Malta’s traditional doorways are a thing of wonder, but how do they fit within the concept of the Dante and Caravaggio-themed Three Palaces Festival? I confess I was curious, when confronted with the name of this event – Portal Shades.
But fit they do, of course. Musically, aesthetically, architecturally and – just as importantly – symbolically. Francesca Abela Tranter, as choreographic director for this production, was bang on the money taking inspiration from the island’s doorways, as immortalised by Charles Paul Azzopardi’s photography.
Because what is Dante’s journey from his Inferno to il Paradiso, if not a series of obscure portals and doorways representing the twists and turns we invariably encounter ‘nel mezzo del cammin’, if you will forgive me the paraphrasing.
Portal Shades kicks off in front of that most majestic doorway of all – that protecting the Manoel Island fortifications, which were recently restored. Tantalisingly, we are only shown the lower half of the dancers’ bodies, moving to the urgent beat, leaving us impatient to see what it is that keeps spurring them on so unforgivingly. Once the reveal comes, the viewer is reeled in unequivocally, up to the very end of the 27-minute long production.
The original score for this dance film was composed by Christopher Benstead, who beautifully melds the contemporary sounds to this classic tale, aiding us to ride the emotions so skilfully inspired by the troupe of dancers.
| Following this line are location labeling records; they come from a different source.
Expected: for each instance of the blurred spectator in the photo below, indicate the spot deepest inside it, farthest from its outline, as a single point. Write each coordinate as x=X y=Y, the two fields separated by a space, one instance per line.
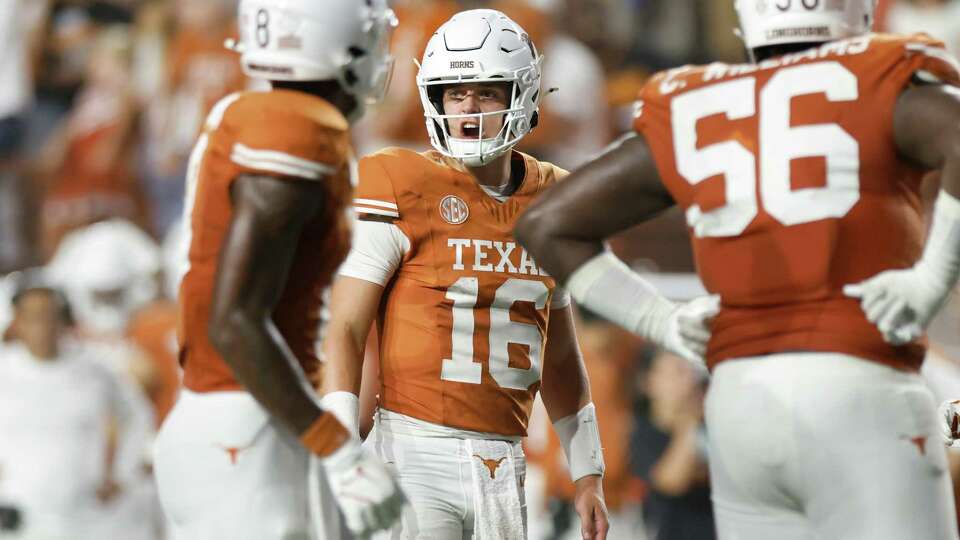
x=399 y=120
x=89 y=162
x=941 y=369
x=669 y=451
x=200 y=71
x=939 y=18
x=608 y=354
x=574 y=119
x=110 y=271
x=69 y=439
x=20 y=22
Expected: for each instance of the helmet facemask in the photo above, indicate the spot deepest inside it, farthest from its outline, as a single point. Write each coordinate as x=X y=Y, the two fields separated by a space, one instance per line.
x=482 y=47
x=479 y=150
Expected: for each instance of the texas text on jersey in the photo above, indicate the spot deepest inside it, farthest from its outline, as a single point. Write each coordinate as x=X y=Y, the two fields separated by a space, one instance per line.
x=463 y=324
x=285 y=134
x=796 y=151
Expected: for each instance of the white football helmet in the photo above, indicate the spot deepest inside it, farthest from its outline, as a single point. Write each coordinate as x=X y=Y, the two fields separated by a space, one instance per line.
x=481 y=45
x=780 y=22
x=108 y=271
x=314 y=40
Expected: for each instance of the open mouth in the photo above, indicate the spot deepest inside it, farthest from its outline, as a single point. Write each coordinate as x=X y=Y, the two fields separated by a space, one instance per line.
x=470 y=130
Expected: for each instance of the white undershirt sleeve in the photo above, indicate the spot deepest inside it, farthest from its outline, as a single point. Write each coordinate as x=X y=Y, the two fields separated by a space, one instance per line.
x=377 y=251
x=560 y=299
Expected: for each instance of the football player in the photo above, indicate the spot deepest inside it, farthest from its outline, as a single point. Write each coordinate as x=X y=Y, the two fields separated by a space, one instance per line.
x=799 y=174
x=470 y=327
x=269 y=182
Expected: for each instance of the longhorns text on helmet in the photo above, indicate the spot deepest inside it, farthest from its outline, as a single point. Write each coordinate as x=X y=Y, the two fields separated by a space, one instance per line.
x=780 y=22
x=479 y=46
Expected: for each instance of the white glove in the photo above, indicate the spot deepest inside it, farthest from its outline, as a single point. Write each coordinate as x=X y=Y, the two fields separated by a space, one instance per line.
x=367 y=492
x=949 y=415
x=900 y=303
x=688 y=328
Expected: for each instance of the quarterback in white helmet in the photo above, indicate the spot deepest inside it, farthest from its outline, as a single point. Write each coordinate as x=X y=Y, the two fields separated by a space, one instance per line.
x=248 y=452
x=477 y=50
x=470 y=327
x=799 y=175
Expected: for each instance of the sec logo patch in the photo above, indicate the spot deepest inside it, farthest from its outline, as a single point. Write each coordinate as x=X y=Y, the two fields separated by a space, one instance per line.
x=453 y=210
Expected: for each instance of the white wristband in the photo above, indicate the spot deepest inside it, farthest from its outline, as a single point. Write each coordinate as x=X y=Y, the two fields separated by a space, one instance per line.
x=941 y=255
x=345 y=406
x=580 y=438
x=608 y=287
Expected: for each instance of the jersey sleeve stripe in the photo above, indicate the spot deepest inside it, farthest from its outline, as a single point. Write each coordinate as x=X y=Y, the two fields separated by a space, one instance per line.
x=376 y=203
x=277 y=168
x=280 y=158
x=377 y=211
x=936 y=53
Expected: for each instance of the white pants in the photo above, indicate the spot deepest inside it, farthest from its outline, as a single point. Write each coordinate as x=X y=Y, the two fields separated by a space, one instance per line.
x=225 y=470
x=436 y=473
x=825 y=446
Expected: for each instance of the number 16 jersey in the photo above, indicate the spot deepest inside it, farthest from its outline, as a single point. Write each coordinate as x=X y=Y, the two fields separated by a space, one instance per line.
x=465 y=309
x=793 y=187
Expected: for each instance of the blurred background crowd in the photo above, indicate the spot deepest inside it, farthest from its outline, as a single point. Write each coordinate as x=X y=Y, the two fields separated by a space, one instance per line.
x=100 y=104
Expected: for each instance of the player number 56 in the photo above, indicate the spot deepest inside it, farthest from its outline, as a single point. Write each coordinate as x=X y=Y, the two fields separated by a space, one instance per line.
x=779 y=144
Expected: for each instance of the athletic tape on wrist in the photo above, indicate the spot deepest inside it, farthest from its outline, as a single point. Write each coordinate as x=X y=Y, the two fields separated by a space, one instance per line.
x=579 y=436
x=346 y=407
x=941 y=254
x=325 y=435
x=608 y=287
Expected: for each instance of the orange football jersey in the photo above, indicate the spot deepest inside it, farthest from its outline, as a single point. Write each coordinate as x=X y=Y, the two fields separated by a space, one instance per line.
x=290 y=135
x=463 y=321
x=793 y=187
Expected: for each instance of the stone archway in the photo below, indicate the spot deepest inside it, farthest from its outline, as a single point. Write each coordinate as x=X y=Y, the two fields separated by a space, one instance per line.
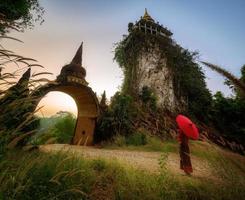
x=72 y=82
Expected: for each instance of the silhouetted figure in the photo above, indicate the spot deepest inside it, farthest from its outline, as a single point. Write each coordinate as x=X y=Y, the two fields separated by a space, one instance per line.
x=185 y=160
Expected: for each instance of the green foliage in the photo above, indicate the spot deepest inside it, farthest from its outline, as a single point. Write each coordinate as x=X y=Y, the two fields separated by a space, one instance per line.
x=117 y=119
x=228 y=116
x=61 y=176
x=56 y=129
x=19 y=14
x=136 y=139
x=148 y=97
x=188 y=78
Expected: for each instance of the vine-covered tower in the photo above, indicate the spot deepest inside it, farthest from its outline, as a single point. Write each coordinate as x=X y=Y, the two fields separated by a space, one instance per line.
x=143 y=56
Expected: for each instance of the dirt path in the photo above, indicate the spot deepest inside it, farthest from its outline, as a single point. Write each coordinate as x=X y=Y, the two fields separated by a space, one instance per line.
x=144 y=160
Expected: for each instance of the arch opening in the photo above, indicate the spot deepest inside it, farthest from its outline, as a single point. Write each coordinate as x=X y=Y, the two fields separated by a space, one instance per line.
x=57 y=118
x=87 y=109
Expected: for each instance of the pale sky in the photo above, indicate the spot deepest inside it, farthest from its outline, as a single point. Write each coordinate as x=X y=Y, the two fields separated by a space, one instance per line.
x=215 y=28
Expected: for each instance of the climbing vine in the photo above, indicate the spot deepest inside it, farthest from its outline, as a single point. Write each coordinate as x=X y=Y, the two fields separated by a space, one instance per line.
x=188 y=78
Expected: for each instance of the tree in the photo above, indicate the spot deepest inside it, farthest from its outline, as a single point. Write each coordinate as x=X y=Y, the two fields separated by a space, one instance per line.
x=19 y=14
x=239 y=84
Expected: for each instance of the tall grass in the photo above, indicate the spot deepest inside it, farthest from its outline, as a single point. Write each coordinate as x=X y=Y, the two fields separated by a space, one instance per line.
x=55 y=129
x=64 y=176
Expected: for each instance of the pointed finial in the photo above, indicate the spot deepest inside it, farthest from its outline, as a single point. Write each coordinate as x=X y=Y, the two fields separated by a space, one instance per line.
x=25 y=76
x=78 y=56
x=147 y=17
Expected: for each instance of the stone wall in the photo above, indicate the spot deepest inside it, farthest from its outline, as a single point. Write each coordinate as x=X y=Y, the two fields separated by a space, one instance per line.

From fear to caution to suspense and joy, our minds soar with the movements and the music, taking in the beauty of Malta’s heritage – which, incidentally, suits the themes that are being addressed so well. The use of props is always a gamble, but in this case it works extremely well, and it’s a wonder how the marriage of choreography, music and cinematography can combine to turn something as simple as a bushelful of apples into something sinister.
The site-specific production is divided into four segments, each taking place within a different area of the Manoel Island fortifications. It brings me joy to see the Three Palaces Festivals productions using different local spaces so creatively, as audiences do not often get the opportunity to enjoy the island’s most beautiful and historically significant sights combined with a dance production.
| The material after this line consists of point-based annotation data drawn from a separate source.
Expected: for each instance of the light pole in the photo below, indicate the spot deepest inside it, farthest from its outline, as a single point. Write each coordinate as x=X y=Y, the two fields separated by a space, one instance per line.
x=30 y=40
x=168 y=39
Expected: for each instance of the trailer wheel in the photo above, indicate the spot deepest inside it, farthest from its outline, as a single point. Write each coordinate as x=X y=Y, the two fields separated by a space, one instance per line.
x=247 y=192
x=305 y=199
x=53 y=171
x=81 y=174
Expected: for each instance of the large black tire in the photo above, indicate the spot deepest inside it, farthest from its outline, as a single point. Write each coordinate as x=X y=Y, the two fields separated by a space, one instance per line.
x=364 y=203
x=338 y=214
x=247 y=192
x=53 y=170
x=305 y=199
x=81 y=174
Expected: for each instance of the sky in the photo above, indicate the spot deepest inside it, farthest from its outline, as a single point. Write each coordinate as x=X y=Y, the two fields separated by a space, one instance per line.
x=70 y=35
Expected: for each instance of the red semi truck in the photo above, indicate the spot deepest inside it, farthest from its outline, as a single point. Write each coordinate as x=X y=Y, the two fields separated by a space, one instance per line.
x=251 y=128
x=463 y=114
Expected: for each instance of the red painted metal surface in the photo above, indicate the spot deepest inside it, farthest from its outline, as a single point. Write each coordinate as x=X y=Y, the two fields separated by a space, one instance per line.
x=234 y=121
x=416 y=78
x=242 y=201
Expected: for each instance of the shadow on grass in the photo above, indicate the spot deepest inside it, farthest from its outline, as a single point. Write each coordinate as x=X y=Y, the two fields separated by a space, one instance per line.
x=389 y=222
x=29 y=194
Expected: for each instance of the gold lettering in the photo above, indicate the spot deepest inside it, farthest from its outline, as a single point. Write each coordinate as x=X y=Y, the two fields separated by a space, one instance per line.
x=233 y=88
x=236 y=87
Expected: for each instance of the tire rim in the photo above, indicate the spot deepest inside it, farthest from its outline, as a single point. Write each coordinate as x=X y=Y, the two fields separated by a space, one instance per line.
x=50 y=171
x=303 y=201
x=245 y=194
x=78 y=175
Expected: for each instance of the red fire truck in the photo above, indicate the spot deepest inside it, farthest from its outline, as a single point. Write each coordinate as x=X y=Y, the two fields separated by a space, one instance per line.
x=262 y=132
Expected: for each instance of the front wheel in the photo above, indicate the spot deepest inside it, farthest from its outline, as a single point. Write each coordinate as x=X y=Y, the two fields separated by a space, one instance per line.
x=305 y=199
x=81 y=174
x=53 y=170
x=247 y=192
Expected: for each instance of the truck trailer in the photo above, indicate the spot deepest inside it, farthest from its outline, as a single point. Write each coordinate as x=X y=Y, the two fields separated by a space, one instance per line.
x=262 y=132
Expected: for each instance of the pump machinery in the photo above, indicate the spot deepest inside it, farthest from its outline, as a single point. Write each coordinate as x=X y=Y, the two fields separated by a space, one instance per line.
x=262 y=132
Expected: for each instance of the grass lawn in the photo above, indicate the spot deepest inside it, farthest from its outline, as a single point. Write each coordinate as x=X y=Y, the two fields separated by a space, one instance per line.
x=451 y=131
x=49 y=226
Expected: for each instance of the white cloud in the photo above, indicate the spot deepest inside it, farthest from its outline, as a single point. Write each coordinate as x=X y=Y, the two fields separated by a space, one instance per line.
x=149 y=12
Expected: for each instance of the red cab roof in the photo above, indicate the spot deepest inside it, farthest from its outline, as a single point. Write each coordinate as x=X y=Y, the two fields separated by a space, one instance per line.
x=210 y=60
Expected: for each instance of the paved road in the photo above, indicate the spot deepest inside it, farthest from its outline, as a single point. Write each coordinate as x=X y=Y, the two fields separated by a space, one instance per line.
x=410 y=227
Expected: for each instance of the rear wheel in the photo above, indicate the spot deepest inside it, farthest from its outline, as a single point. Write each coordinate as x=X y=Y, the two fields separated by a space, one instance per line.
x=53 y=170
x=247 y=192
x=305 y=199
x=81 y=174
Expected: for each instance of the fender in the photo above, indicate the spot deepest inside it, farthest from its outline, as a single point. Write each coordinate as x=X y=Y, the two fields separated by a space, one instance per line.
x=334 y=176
This is certainly one aspect of the Festival’s evolution that needs to be applauded, and I take my hat off to artistic director Michelle Castelletti for making this happen.
But back to Portal Shades. Each segment offers a distinctive experience, from the urgent first attempt to ‘breach the doorway’, to the blindfolded frolics of the second part, the monochrome and – finally – the dramatic conclusion, taking us back to the portal, the physicality of the choreography imbued with ambiguity, leaving us viewers questing in our minds, the conclusion being wrought liminally.